A couple of weeks ago I wrote that Brian Day and his followers had launched a lawsuit against the province, alleging that, “in contravention of the value of individual choice,” the Medicare Protection Act restricts or prohibits patients from “accessing the private health care of their choice”. Day & Co. brazenly admit in their Statement of Claim that “Independent surgical facilities receive facility fees for the use of their facilities for the pupose of operations and other procedures”. The fees, according to the Statement, come from all and sundry — health authorities, the workers’ compensation system, other third party payers and patients.
And here I thought that Diane Marleau, a federal health minister from the long ago 1990s said plainly that facility fees “are objectionable because they impede access to medically necessary services” and therefore “violate the [Canada Health] Act“. Silly me.
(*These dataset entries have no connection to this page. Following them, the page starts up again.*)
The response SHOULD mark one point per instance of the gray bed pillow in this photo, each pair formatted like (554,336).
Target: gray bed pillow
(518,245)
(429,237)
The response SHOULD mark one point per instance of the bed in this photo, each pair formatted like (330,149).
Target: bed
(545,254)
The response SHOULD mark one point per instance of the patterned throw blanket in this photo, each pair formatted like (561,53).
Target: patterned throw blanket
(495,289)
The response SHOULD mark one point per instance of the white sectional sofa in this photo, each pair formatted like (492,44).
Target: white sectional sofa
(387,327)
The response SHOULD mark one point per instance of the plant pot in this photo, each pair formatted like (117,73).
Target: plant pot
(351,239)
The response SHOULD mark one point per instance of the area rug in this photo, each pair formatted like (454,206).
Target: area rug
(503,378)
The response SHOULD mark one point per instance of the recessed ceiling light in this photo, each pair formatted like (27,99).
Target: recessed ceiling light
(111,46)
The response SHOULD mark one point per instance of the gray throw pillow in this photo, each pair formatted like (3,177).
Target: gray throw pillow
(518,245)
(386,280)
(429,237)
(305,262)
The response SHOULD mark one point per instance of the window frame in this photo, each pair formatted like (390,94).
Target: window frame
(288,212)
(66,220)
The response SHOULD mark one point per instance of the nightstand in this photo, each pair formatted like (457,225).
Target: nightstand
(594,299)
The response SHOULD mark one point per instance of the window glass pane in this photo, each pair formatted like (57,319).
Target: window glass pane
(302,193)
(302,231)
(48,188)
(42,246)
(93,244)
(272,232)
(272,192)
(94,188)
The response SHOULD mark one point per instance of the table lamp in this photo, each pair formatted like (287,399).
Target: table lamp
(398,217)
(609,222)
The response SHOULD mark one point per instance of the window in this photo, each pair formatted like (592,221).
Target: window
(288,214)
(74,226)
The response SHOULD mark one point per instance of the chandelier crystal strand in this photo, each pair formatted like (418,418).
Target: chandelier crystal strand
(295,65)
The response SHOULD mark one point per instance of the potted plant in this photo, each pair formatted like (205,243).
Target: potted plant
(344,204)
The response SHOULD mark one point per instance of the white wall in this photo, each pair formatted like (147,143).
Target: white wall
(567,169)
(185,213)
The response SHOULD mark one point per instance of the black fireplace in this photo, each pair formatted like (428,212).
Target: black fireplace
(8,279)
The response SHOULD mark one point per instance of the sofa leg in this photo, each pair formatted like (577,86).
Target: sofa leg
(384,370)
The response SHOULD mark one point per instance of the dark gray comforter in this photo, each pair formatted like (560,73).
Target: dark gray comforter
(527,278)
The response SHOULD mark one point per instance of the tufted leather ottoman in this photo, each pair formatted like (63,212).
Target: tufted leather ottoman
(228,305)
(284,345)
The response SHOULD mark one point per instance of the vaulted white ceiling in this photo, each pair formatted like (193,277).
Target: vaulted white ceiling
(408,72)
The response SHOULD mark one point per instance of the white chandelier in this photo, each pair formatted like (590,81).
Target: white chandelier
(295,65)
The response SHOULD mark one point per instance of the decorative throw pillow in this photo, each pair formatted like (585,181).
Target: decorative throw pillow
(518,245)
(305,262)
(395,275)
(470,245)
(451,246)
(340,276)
Now, I’m sure many of you read about the lawsuit in the Vancouver Sun, the Globe and Mail and other media outlets. But I’m equally sure that, for reasons I cannot fathom, you didn’t read about the Government’s response, filed on February 20, in any of these same investigative outlets. I wonder if that’s because, as a Vancouver Sun editorial put it in 2007, when it comes to whether or not a facility might violate the Canada Health Act, “what matters in all of this is no longer the law”, but whether anyone in government cares. “It’s time to focus on what is really important here,” the editorial continued. “Two tier health care is here to stay.”
But I digress.
In its Statement, the government dismisses most of the points raised by Day & Co., and asserts that “there is no freestanding constitutional right to health care”. Heaven forbid. But the most interesting thing about the Statement is not the government’s defence of medicare, but rather the Counterclaims against the five Plaintiff Clinics and the Specialist Referral Centre (collectively dubbed the “Extra Billing Clinics”). The SRC expedites access to specialists (for a fee, of course). Here, in handy point form, are the key allegations in the Counterclaim:
1. That Cambie Surgery (Day’s outfit) and the SRC have refused to provide information or allow audit inspectors on the premises so that the Medical Services Commission can determine whether these two companies have violated the Medicare Protection Act. The goverment has asked for an injunction “restraining Cambie and SRC from hindering, molesting or interfering” with inspectors who are trying to carry out the audit.
2. That Cambie and the SRC charged patients for services listed on invoices as “surgery”, “overnight”, “administration fee surgery”, “facility fee”, “consultation/assessment”, “surgeon’s fee”, “anaesthetic fee”, “escort services” (escort services?), and “prepayment for surgery”. These services are either fully covered under MSP or, if charges are allowed, the charges exeeded the amount permitted. The government has asked for interim and permanent injunctions restraining Cambie and the SRC from violating medicare laws.
3. That the Extra Billing Clinics, jointly and individually, “have themselves been engaged in unlawful billing practices…and also have aided, abetted, assisted, and facilitated the unlawful billing practices of others who practised in the Exra Billing Clinics or who arranged payment through or with the participation of those facilities”.
4. The government also alleges that patients were required to sign “Acknowledgement Forms” which falsely informed patients that the services for which they were being charged were not covered under the Medical Services Plan and committed patients to forego reimbursement from MSP or any other public agency. The waivers also forced patients to agree not to file any complaint with any government body regarding the circumstances of the benefits provided by the Extra Billing Clinics. Patients also undertook” not to disclose any information to any government regarding the particulars of the beneficiary’s surgery”, including costs. If the patient does disclose, the waiver “purports to require the beneficiaries to indemnify the Extra Billing Clihic for damages and costs arising from [the] disclosure”.
Wow, if all of this is true — and if, contrary to the editorial assertion in the Sun, the law does indeed matter, these folks have really got themselves in deep doo-doo.